Job Analysis¶

DCE 5.0 AI Lab provides important visualization analysis tools provided for the model development process, used to display the training process and results of machine learning models. This document will introduce the basic concepts of Job Analysis (Tensorboard), its usage in the AI Lab system, and how to configure the log content of datasets.

Note

Tensorboard is a visualization tool provided by TensorFlow, used to display the training process and results of machine learning models. It can help developers more intuitively understand the training dynamics of their models, analyze model performance, debug issues, and more.

The role and advantages of Tensorboard in the model development process:

Visualize Training Process : Display metrics such as training and validation loss, and accuracy through charts, helping developers intuitively observe the training effects of the model.
Debug and Optimize Models : By viewing the weights and gradient distributions of different layers, help developers discover and fix issues in the model.
Compare Different Experiments : Simultaneously display the results of multiple experiments, making it convenient for developers to compare the effects of different models and hyperparameter configurations.
Track Training Data : Record the datasets and parameters used during training to ensure the reproducibility of experiments.

How to Create Tensorboard¶

In the AI Lab system, we provide a convenient way to create and manage Tensorboard. Here are the specific steps:

Enable Tensorboard When Creating a Notebook¶

Create a Notebook : Create a new Notebook on the AI Lab platform.
Enable Tensorboard : On the Notebook creation page, enable the Tensorboard option and specify the dataset and log path.

Enable Tensorboard After Creating and Completing a Distributed Job¶

Create a Distributed Job : Create a new distributed training job on the AI Lab platform.
Configure Tensorboard : On the job configuration page, enable the Tensorboard option and specify the dataset and log path.
View Tensorboard After Job Completion : After the job is completed, you can view the Tensorboard link on the job details page. Click the link to see the visualized results of the training process.

Directly Reference Tensorboard in a Notebook¶

In a Notebook, you can directly start Tensorboard through code. Here is a sample code snippet:

# Import necessary libraries
import tensorflow as tf
import datetime

# Define log directory
log_dir = "logs/fit/" + datetime.datetime.now().strftime("%Y%m%d-%H%M%S")
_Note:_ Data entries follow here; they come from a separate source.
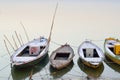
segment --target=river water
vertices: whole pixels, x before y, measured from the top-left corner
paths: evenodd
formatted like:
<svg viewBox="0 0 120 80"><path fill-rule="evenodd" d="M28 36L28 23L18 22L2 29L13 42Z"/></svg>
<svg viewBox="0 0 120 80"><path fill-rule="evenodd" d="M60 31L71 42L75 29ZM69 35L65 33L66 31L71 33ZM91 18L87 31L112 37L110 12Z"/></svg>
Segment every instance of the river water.
<svg viewBox="0 0 120 80"><path fill-rule="evenodd" d="M10 56L4 45L4 35L12 45L15 31L27 42L22 22L29 39L49 36L56 3L59 3L48 55L34 67L16 70L10 67ZM103 51L104 39L120 39L119 0L1 0L0 1L0 80L73 79L73 80L119 80L120 66L105 59L98 69L85 66L79 59L78 46L86 39L92 40ZM17 45L19 42L15 38ZM73 62L63 70L54 70L49 63L53 50L68 43L74 49ZM11 54L14 50L7 43ZM14 46L15 47L15 46Z"/></svg>

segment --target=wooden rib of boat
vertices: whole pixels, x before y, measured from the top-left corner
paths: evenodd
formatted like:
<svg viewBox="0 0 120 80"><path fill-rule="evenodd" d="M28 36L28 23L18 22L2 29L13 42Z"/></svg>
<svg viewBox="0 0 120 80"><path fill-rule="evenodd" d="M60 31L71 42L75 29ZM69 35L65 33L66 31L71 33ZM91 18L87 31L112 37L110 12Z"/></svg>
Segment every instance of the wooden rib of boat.
<svg viewBox="0 0 120 80"><path fill-rule="evenodd" d="M91 41L84 41L78 48L79 57L89 67L97 68L104 60L103 51Z"/></svg>
<svg viewBox="0 0 120 80"><path fill-rule="evenodd" d="M120 65L120 41L115 38L106 38L104 43L105 55Z"/></svg>
<svg viewBox="0 0 120 80"><path fill-rule="evenodd" d="M65 44L52 52L50 55L50 63L53 68L60 70L64 67L67 67L73 60L73 57L73 49L70 45Z"/></svg>

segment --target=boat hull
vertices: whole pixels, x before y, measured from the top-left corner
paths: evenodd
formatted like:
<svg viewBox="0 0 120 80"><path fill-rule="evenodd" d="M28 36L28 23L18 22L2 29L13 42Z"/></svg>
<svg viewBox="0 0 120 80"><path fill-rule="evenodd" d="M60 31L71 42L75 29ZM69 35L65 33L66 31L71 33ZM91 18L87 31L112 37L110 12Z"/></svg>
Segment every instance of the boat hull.
<svg viewBox="0 0 120 80"><path fill-rule="evenodd" d="M97 64L97 65L93 65L93 64L91 64L90 62L87 62L87 61L85 61L85 60L83 60L83 59L82 59L82 62L83 62L83 64L85 64L85 65L87 65L87 66L89 66L89 67L92 67L92 68L98 68L98 67L102 64L102 62L101 62L101 63L99 63L99 64Z"/></svg>
<svg viewBox="0 0 120 80"><path fill-rule="evenodd" d="M31 62L28 62L28 63L19 64L19 65L13 63L12 66L15 67L15 68L26 68L26 67L29 67L29 66L34 66L35 64L38 64L42 59L44 59L47 54L48 53L46 53L42 57L40 57L36 60L33 60Z"/></svg>
<svg viewBox="0 0 120 80"><path fill-rule="evenodd" d="M55 69L62 69L67 67L73 60L74 51L70 45L65 44L52 52L50 56L51 66Z"/></svg>
<svg viewBox="0 0 120 80"><path fill-rule="evenodd" d="M110 42L109 42L110 41ZM114 43L113 45L108 44L108 43ZM115 55L114 52L112 52L109 47L113 47L115 46L116 43L119 43L119 41L117 39L114 38L106 38L105 43L104 43L104 51L105 51L105 55L113 62L115 62L116 64L120 65L120 55Z"/></svg>
<svg viewBox="0 0 120 80"><path fill-rule="evenodd" d="M115 62L115 63L117 63L117 64L120 65L120 59L115 58L114 56L109 55L109 52L107 52L107 51L105 51L105 55L106 55L110 60L112 60L113 62Z"/></svg>
<svg viewBox="0 0 120 80"><path fill-rule="evenodd" d="M84 41L78 48L82 62L91 68L98 68L104 60L103 51L91 41Z"/></svg>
# Create Tensorboard callback
tensorboard_callback = tf.keras.callbacks.TensorBoard(log_dir=log_dir, histogram_freq=1)

# Build and compile model
model = tf.keras.models.Sequential([
    tf.keras.layers.Flatten(input_shape=(28, 28)),
    tf.keras.layers.Dense(512, activation='relu'),
    tf.keras.layers.Dropout(0.2),
    tf.keras.layers.Dense(10, activation='softmax')
])

model.compile(optimizer='adam',
              loss='sparse_categorical_crossentropy',
              metrics=['accuracy'])

# Train model and enable Tensorboard callback
model.fit(x_train, y_train, epochs=5, validation_data=(x_test, y_test), callbacks=[tensorboard_callback])

How to Configure Dataset Log Content¶

When using Tensorboard, you can record and configure different datasets and log content. Here are some common configuration methods:

Configure Training and Validation Dataset Logs¶

While training the model, you can use TensorFlow's tf.summary API to record logs for the training and validation datasets. Here is a sample code snippet:

# Import necessary libraries
import tensorflow as tf

# Create log directories
train_log_dir = 'logs/gradient_tape/train'
val_log_dir = 'logs/gradient_tape/val'
train_summary_writer = tf.summary.create_file_writer(train_log_dir)
val_summary_writer = tf.summary.create_file_writer(val_log_dir)

# Train model and record logs
for epoch in range(EPOCHS):
    for (x_train, y_train) in train_dataset:
        # Training step
        train_step(x_train, y_train)
        with train_summary_writer.as_default():
            tf.summary.scalar('loss', train_loss.result(), step=epoch)
            tf.summary.scalar('accuracy', train_accuracy.result(), step=epoch)

    for (x_val, y_val) in val_dataset:
        # Validation step
        val_step(x_val, y_val)
        with val_summary_writer.as_default():
            tf.summary.scalar('loss', val_loss.result(), step=epoch)
            tf.summary.scalar('accuracy', val_accuracy.result(), step=epoch)

Configure Custom Logs¶

In addition to logs for training and validation datasets, you can also record other custom log content such as learning rate and gradient distribution. Here is a sample code snippet:

# Record custom logs
with train_summary_writer.as_default():
    tf.summary.scalar('learning_rate', learning_rate, step=epoch)
    tf.summary.histogram('gradients', gradients, step=epoch)

Tensorboard Management¶

In AI Lab, Tensorboards created through various methods are uniformly displayed on the job analysis page, making it convenient for users to view and manage.

Users can view information such as the link, status, and creation time of Tensorboard on the job analysis page and directly access the visualized results of Tensorboard through the link.